Editor’s note: This coming Sunday, March 24, is remembered by Christians as Palm Sunday. This popular post was first published here back in March 2018.
I’M ALWAYS STRUCK BY the quiet lesson of Palm Sunday.
Here in my little church in Yorba Linda, we wave palm branches and sing hosannas as we remember Jesus Christ’s triumphant entry into Jerusalem more than 2,000 years ago.
We are not alone. Hundreds of millions of Christians around the world celebrate the day much as we do here in Southern California.
But as joyous as Palm Sunday is, it always gives me pause, because it’s also a bittersweet paradox with a serious life lesson that’s hard not to remember.
I’m pretty sure that’s the way God planned it.
What Palm Sunday commemorates
According to Catholic online:
“Palm Sunday is the final Sunday of Lent, the beginning of Holy Week, and commemorates the triumphant arrival of Christ in Jerusalem, days before he was crucified.
Palm Sunday is known as such because the faithful will often receive palm fronds which they use to participate in the reenactment of Christ’s arrival in Jerusalem. In the Gospels, Jesus entered Jerusalem riding a young donkey, and to the lavish praise of the townspeople who threw clothes, or possibly palms or small branches, in front of him as a sign of homage. This was a customary practice for people of great respect.
Palm branches are widely recognized symbol of peace and victory, hence their preferred use on Palm Sunday.
The use of a donkey instead of a horse is highly symbolic, it represents the humble arrival of someone in peace, as opposed to arriving on a steed in war.
A week later, Christ would rise from the dead on the first Easter.”
A Palm Sunday lesson
THAT’S A GREAT DESCRIPTION of Palm Sunday, but it leaves something out — the subtle but important message that we should all remember.

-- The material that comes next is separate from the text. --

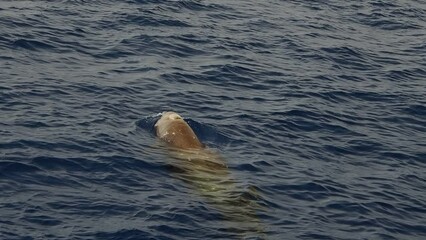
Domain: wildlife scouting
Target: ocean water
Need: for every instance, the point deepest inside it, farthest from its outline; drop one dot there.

It’s this: Although Palm Sunday reminds us of the triumphant arrival of Christ in Jerusalem that kicks off the Easter narrative, it also reminds us of the fickle and tenuous nature of life.

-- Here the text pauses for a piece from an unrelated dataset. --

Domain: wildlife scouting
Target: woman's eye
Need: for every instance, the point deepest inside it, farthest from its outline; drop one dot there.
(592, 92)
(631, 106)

A few years ago, a friend of mine was telling me about his rapidly changing fortunes. His life was going along very nicely, he thought, and then suddenly, it wasn’t. Seemingly overnight, his job, his finances, and his family life all took a huge hit. He wondered, “how could things take such a bad turn so quickly?”
I think all of us wonder “why” when life sharply turns against us, and that’s where the lesson of Palm Sunday comes in.
As I told my friend, bad times come to everyone, no matter who they are.
After all, look at what happened to Jesus: one day, he enters the Holy City of Jerusalem in triumph, honored as a king, a hero, with thousands of people shouting hosannas and singing his praises. Four days later, he is arrested and treated like a criminal — tortured horribly and put on trial, with many of those who cheered him now calling for his death. It ends with his execution in front of his Mother and a few of his closest followers in the most painful and terrible way the Romans, or just about anyone, had ever devised — by crucifixion.
(By the way, if you spend a little time reading the Wikipedia entry on crucifixion, it REALLY makes you understand just how horrible a way it was to die. It’s not something you would wish on your worst enemy, yet that’s how Christ was destined to die. It’s something to remember whenever you look at a cross.)
Here’s what we should always remember
IT MAKES YOU WONDER: If Christ can go, in less than a week, from triumphant hero adored by thousands to death in one of the most horrible manners ever devised by man, should we be surprised when we sometimes see our life turn from good to bad so suddenly?
If it can happen to Jesus, it happen to any one of us.
That’s the lesson I take away from Palm Sunday. We think we can control what happens in life, and at times, that may be the case. But as Christ’s entry into Jerusalem shows us, none of us are really in control no matter how much we think we are.
No, God controls our lives and that’s true for believers and non-believers, Christians and non-Christians alike.
FAME IS FLEETING. Life is short. Good times and bad times come and go. The lesson of Palm Sunday is that anyone can have their fortunes, and their lives, change dramatically overnight.
But, the lesson of Easter is that God remembers that and keeps his promise to us, always. To me, that’s what that week in Jerusalem, the week that began with the first Palm Sunday, was all about.